Действительно ли Гога полагал, что «ничего изменить нельзя»? Несомненно… Да и все так считали. А шепотком, на кухне… травили антисоветские анекдоты, пытались услышать сквозь звериный рев глушилок радио «Свобода», Би-би-си… Да и как «изменить»? На что? В какую сторону? Да и зачем?
Мы просто жили, работали, радовались. Мало ли радостей в жизни? А страх, ложь, отсутствие информации, приказ «не высовываться!» – это были составные части атмосферы, которой дышали, к которой привыкли так же, как к отравленному пылью и гарью, выхлопными газами городскому воздуху. И жизнь продолжалась…
Но так же как отравленный воздух отравляет людей, возбуждая болезни, так и уродливая и больная нравственная атмосфера калечит души людей, подчас влияя даже на внешний облик человека. Всмотритесь-ка внимательней в лица прохожих, особенно пожилых: много ли среди них красивых, с правильной осанкой, с высоко поднятой головой?

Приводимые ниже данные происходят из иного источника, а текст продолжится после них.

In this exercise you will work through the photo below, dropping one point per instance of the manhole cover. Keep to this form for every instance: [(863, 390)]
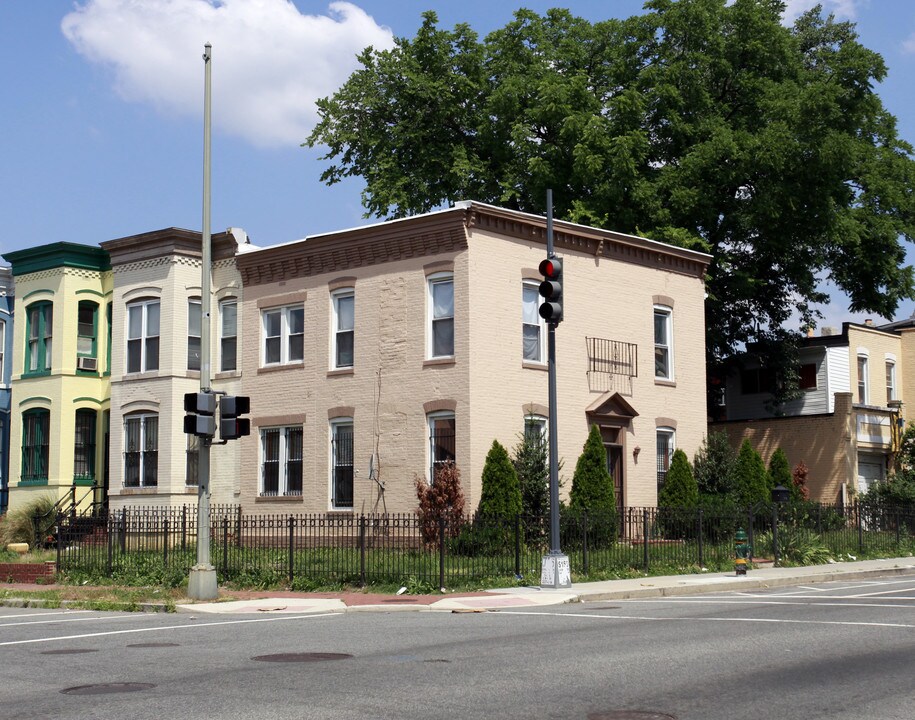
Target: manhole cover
[(302, 657), (107, 688), (630, 715), (70, 651)]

Некоторые забывали об «условиях игры», начинали «играть» по-своему, и тогда наиболее зарвавшихся, выпрямляющихся жестко одергивали: «Сидеть!» Товстоногова, Эфроса, например. Рядом были и средства – психушки, лишение работы, выдворение из страны, ссылка… Вспомним хотя бы гениального Бродского – посажен и сослан в глушь «за тунеядство», то есть за то, что был поэтом. А через несколько лет выброшен за пределы Союза при ликовании и одобрении большинства трудящихся.